Au moment où les esprits sont taraudés par le passage à témoin de l’administration d’Issoufou à la prochaine mandature, certains responsables se donnent un malin plaisir de vouloir assurer leurs arrières en plaçant leurs amis, parents et connaissances à des postes de responsabilité. C’est présentement le cas dans un ministère du secteur de l’éducation, si on n’y prend garde. Cette mauvaise pratique doit être dénoncée et combattue par les plus autorités en place.

Des sources bien informées, un nouveau ministre du secteur de l’éducation aurait instruit ses directeurs à procéder à des affections à l’échelle nationale dans le simple but de placer ses ouailles.  A la sortie de cette insolite réunion, les directeurs étaient très déçus de la décision du ministre qu’ils estiment inopportune et clientéliste de la part du ministre.

En effet, vouloir engager une vaste mutation dans le secteur de l’éducation en janvier dans ce contexte de la pandémie de la Covid et électoral parait très suspect et contreproductif aux yeux des responsables techniques de ce ministère.

D’aucuns se demandent pourquoi ce ministre est si pressé de troubler le système éducatif juste pour placer ses amis, parents et connaissances ? Dans le contexte actuel, le bon sens aurait voulu que les ministres en place suspendent les nominations et autres promotions sauf cas de force de majeure.

Et à notre humble avis, il appartient aux plus hautes autorités du pays de freiner cette ardeur ou disons ces mauvaises pratiques qui consistent à perturber l’administration publique avec une visée purement clientéliste.

Il faudrait laisser à la nouvelle administration le soin de redynamiser le système selon sa vision et les réformes envisagées pour booster la performance du secteur.

Ces mauvaises pratiques visant à instrumentaliser l’administration doivent être combattues avec la dernière énergie.

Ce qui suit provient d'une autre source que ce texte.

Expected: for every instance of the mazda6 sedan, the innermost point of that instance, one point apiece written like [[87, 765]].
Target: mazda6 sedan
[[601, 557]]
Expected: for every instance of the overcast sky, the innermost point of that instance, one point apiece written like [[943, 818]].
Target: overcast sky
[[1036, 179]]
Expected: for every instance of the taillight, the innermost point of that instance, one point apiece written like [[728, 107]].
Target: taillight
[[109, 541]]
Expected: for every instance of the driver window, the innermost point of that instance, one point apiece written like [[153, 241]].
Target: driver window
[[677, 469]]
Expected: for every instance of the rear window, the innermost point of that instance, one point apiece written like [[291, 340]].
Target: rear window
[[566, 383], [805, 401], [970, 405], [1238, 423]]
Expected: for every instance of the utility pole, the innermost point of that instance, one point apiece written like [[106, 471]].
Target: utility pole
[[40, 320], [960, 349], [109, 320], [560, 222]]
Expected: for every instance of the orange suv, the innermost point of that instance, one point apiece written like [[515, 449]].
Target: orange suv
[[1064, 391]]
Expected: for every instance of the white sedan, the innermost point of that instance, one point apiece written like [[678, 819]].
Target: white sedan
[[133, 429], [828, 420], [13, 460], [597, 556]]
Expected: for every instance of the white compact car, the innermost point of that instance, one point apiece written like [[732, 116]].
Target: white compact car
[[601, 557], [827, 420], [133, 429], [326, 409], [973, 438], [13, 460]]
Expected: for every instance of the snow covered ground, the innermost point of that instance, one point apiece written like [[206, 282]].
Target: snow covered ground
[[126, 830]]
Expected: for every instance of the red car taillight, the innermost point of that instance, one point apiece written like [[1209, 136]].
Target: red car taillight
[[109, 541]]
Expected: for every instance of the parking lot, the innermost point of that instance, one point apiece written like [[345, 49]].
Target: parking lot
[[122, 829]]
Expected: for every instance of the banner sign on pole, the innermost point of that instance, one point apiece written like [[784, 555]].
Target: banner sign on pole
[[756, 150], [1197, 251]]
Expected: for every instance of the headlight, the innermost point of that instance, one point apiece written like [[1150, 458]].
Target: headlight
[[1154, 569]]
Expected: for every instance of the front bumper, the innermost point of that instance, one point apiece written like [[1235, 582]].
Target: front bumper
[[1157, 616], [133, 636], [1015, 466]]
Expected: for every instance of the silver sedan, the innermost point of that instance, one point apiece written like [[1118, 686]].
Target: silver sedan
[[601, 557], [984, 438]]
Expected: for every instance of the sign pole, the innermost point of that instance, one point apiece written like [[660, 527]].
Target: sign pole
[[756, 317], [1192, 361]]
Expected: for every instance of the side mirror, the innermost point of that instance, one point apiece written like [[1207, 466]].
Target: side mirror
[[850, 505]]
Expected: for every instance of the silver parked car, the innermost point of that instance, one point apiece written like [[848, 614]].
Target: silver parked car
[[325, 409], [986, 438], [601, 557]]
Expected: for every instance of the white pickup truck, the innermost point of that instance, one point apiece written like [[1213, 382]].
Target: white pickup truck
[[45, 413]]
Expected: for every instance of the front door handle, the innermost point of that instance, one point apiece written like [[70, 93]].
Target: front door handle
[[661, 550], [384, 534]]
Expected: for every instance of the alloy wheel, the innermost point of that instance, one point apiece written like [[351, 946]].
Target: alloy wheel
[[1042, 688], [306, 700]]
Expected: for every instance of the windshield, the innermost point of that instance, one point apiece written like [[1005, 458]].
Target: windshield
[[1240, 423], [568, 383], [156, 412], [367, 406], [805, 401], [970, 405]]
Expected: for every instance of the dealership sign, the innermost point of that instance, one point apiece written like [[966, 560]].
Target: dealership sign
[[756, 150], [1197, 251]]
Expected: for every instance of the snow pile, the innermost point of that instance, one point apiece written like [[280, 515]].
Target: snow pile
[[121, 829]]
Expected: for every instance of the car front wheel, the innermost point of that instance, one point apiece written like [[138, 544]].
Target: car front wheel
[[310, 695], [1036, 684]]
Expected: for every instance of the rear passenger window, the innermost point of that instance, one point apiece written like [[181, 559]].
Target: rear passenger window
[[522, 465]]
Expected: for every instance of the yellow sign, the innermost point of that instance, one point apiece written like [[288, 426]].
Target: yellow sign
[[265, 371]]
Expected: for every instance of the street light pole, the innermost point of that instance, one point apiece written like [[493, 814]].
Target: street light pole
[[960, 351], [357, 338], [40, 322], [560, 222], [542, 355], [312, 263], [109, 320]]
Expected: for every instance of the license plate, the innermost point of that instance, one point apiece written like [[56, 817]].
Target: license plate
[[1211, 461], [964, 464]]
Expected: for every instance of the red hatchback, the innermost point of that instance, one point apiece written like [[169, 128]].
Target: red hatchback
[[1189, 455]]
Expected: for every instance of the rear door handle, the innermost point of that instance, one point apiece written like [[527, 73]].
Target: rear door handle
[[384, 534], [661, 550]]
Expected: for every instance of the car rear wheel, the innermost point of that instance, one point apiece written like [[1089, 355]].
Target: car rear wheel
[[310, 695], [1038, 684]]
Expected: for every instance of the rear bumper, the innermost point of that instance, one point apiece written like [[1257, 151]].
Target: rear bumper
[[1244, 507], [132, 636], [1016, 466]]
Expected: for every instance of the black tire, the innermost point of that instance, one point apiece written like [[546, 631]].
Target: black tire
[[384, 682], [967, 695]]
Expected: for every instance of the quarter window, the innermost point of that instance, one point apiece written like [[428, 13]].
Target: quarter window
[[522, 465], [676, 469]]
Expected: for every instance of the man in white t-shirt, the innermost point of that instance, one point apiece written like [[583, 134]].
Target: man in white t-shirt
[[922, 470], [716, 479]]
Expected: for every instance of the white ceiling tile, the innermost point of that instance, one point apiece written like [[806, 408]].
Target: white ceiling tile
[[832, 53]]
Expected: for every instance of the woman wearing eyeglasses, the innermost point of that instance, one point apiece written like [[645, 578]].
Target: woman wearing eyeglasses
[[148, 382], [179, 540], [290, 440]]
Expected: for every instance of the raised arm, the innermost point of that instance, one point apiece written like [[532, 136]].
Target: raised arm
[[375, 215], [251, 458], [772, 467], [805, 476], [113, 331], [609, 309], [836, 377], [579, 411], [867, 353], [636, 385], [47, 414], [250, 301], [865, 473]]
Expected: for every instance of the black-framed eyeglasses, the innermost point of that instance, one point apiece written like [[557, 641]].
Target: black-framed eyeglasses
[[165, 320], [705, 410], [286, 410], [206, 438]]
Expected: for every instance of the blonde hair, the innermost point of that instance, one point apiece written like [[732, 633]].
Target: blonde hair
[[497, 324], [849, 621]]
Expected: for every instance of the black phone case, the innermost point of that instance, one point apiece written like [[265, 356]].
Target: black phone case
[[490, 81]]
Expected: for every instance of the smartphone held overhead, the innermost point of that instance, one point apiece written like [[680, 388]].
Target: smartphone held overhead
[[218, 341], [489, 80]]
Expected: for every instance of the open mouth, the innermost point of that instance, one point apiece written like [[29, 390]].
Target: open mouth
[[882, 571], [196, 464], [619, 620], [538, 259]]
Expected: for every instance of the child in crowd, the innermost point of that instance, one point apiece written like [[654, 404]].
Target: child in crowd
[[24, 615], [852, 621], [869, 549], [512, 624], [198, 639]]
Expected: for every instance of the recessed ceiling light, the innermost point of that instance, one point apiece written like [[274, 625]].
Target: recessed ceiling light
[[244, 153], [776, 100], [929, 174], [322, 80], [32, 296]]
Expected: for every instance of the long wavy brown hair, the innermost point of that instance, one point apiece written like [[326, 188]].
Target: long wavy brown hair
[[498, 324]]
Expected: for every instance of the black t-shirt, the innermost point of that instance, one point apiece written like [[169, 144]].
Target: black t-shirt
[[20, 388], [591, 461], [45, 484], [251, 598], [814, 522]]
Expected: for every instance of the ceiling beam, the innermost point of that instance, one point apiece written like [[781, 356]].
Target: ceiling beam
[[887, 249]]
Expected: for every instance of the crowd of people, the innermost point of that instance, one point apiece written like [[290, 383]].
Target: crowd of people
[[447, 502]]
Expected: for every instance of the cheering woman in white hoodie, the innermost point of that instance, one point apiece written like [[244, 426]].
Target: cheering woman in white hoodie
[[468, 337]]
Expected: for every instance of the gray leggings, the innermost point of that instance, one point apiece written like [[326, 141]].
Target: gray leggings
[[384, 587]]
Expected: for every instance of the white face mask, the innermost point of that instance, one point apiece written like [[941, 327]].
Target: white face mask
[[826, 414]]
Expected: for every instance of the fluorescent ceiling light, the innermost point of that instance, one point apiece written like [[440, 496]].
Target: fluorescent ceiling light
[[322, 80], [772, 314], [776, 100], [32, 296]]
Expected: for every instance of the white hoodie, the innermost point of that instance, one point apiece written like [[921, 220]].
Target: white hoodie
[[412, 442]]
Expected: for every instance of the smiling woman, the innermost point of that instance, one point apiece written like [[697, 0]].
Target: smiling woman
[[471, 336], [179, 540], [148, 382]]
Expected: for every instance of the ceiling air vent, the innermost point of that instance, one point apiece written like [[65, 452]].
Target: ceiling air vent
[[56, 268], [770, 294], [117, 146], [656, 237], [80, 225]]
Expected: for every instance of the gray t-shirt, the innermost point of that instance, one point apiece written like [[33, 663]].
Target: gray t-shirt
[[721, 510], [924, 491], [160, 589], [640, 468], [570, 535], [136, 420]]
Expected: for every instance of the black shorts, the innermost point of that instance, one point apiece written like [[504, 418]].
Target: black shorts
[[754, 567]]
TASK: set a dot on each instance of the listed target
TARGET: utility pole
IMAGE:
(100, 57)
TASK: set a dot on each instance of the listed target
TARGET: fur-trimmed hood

En effet, le fait que chaque ministre doit changer les cadres même lorsqu’ils sont valeureux nuit beaucoup à l’administration. L’état c’est une continuité mais que vaut une continuité sans rationalité ?

Si chaque ministre doit placer simplement ses amis, parents et amis c’est la voie la plus sûre pour appauvrir l’administration. Et ce mal ne date pas d’aujourd’hui. On en parle mais dans la réalité, nous sommes encore très loin du principe selon lequel il faut mettre l’homme qu’il faut à la place qu’il faut. Il parait que cela a perdre et fait perdre des financements pour le Niger.

C’est en cela justement qu’il faut dénoncer le clientélisme politique exacerbé par la pléthore des partis politiques. La tendance voudrait que mêmes les cadres compétents se réduisent à des simples courtisans pour espérer faire carrière. Il est évident que dans ce contexte la carte d’un parti politique a plus de valeur qu’un diplôme quel que soit le grade auquel il donne droit. Le monde à l’envers.

Avec un tel état d’esprit comment inverser la tendance à la médiocrité dans l’administration publique ?  Comment surtout asseoir une bonne gouvernance dans le pays ? Comment peut-on relever les défis qui tirent le Niger vers le bas dans le classement de l’Indice du développement humain ?  C’est dire simplement que le Haut-commissariat pour la réforme de l’administration a du pain sur la planche.